しかし、2025年春以降、NISA口座の新規開設数が前年の半分に減速しています(日証協調べ)。利用者拡大に歯止めをかけるために、未成年への拡大が打ち出されたのです。
未成年もつみたてNISA? その狙い
日証協・日比野会長は「重点は若年層への資産シフト」とコメント。
背景には次の2点があります。
- 若い世代の早期からの投資習慣づくり
少額から長期で投資を始めれば、資産形成の裾野が広がります。 - 少子高齢化の中で個人株主の安定化
政策保有株が減るなかで、個人が安定株主として市場を支えることが期待されています。
金融庁も同様の要望を掲げており、政府全体として「未成年NISA解禁」に前向きな姿勢が見られます。
暦年贈与との関係は?
ここで気になるのが「暦年贈与」です。
親や祖父母が子や孫の口座に資金を移して投資を始めれば、非課税での資産移転の手段として注目される可能性があります。
- 暦年贈与は年間110万円まで非課税。
- この資金を未成年NISAのつみたてに回せば、
贈与時は非課税+運用益も非課税
という「ダブル非課税」のメリットが生まれます。
ただし注意点もあります。
- 贈与したお金は「子の名義」であり、親が自由に引き出すことはできません。
- 税務署から「名義預金」と指摘されないよう、契約者・入金者・出金者が子本人である形を整える必要があります。
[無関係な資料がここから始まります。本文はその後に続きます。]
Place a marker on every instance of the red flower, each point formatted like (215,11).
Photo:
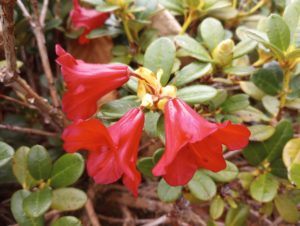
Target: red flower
(89,19)
(112,151)
(86,83)
(193,143)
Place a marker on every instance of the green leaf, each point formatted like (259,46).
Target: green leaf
(193,48)
(243,47)
(145,166)
(267,81)
(272,148)
(264,188)
(261,132)
(191,72)
(158,154)
(287,209)
(151,120)
(237,216)
(39,162)
(271,104)
(6,153)
(196,94)
(202,186)
(252,90)
(226,175)
(245,179)
(168,193)
(18,212)
(278,32)
(20,168)
(294,174)
(291,152)
(67,221)
(212,32)
(263,39)
(239,70)
(38,202)
(67,170)
(291,16)
(275,145)
(235,103)
(117,108)
(68,199)
(160,55)
(216,207)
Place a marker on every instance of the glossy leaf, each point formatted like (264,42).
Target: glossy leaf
(168,193)
(226,175)
(160,55)
(196,94)
(67,170)
(6,153)
(202,186)
(68,199)
(287,209)
(67,221)
(191,72)
(38,202)
(264,188)
(278,32)
(216,207)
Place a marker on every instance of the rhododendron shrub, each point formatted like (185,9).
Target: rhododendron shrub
(157,113)
(192,142)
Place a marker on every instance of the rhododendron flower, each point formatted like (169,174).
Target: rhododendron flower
(112,151)
(86,83)
(193,143)
(88,19)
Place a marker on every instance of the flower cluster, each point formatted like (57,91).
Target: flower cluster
(191,141)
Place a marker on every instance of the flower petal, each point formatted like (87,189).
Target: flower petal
(90,135)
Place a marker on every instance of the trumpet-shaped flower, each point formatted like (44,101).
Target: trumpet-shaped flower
(192,143)
(86,83)
(112,151)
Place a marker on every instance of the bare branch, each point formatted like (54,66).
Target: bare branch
(44,12)
(36,26)
(28,130)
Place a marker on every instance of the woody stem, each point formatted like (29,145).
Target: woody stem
(187,22)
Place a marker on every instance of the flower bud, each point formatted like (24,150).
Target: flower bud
(223,53)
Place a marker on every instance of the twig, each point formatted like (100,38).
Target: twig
(89,208)
(11,99)
(161,220)
(7,21)
(36,26)
(44,12)
(9,74)
(28,130)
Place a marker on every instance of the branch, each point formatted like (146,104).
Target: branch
(28,130)
(9,74)
(36,26)
(7,21)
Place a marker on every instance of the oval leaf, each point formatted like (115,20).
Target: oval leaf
(196,94)
(68,199)
(202,186)
(264,188)
(168,193)
(66,170)
(37,203)
(161,55)
(6,153)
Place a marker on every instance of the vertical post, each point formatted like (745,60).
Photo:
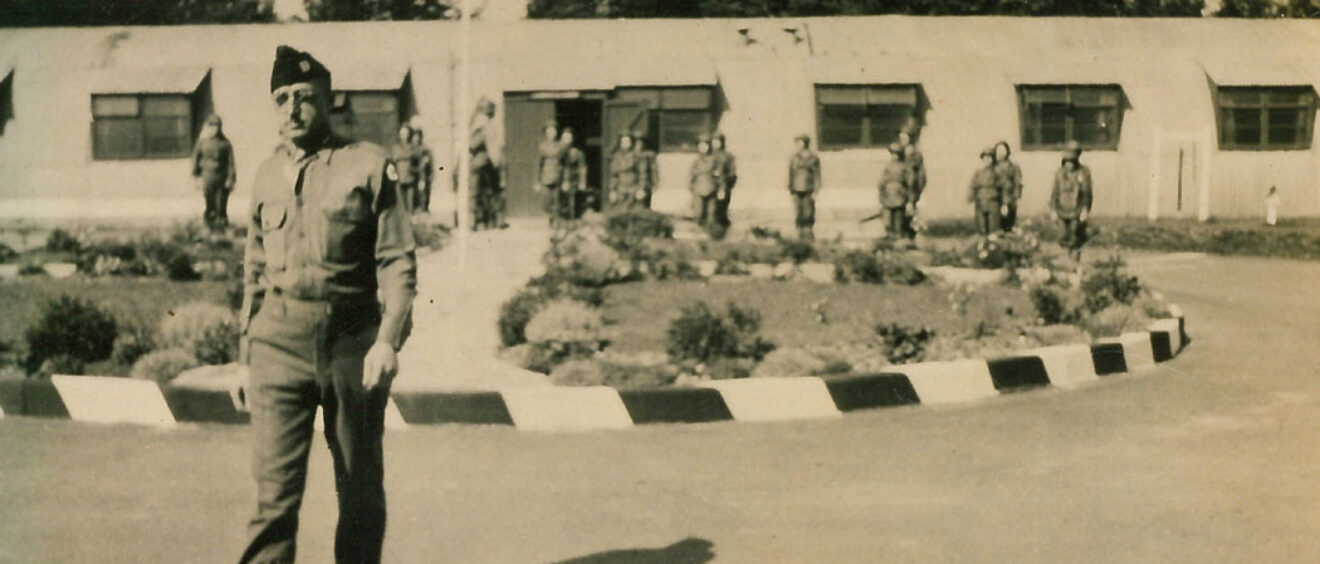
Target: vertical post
(465,107)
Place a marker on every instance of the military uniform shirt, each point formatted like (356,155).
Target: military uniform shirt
(331,225)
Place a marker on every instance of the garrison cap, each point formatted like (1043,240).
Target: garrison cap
(292,66)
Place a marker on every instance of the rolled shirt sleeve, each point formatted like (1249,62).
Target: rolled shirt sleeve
(396,259)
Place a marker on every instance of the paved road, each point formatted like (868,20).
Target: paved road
(1212,458)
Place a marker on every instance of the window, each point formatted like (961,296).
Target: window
(1265,118)
(370,115)
(141,126)
(1054,115)
(677,115)
(857,116)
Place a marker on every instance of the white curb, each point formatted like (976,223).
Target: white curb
(949,382)
(98,399)
(775,399)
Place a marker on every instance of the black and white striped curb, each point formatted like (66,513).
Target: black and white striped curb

そのため、教育資金や将来の独立資金として長期保有を前提にするのが望ましいでしょう。
相続税対策としての意味
相続が近づくと、相続財産を減らすために株を売却してしまうケースもあります。日証協は「個人株主の安定化」を狙い、相続時の税制優遇も要望しました。
つまり、未成年NISAの拡大は「教育・贈与」だけでなく「相続」も視野にあるのです。
これからどうなる?
制度改正はまだ決定ではなく、今後の税制改正大綱で議論されます。ただ、政府・金融庁・業界が足並みをそろえている点から、実現可能性は高そうです。
まとめ──我々にとってのポイント
- 未成年でも「長期・積立・分散」の投資環境が整う可能性がある。
- 贈与と組み合わせれば、親から子への資産移転に有効。
- ただし、形式的には子の名義での運用が必須。
- 相続税対策とも絡むため、将来の制度設計次第で活用法が広がる。
未成年NISAが導入されれば、家庭の中で「お金の教育」と「資産形成」を同時に進められるチャンスとなりそうです。
👉この記事は2025年9月18日付 日本経済新聞の記事を参考にしています。
という事で、今回は以上とさせていただきます。
次回以降も、よろしくお願いします。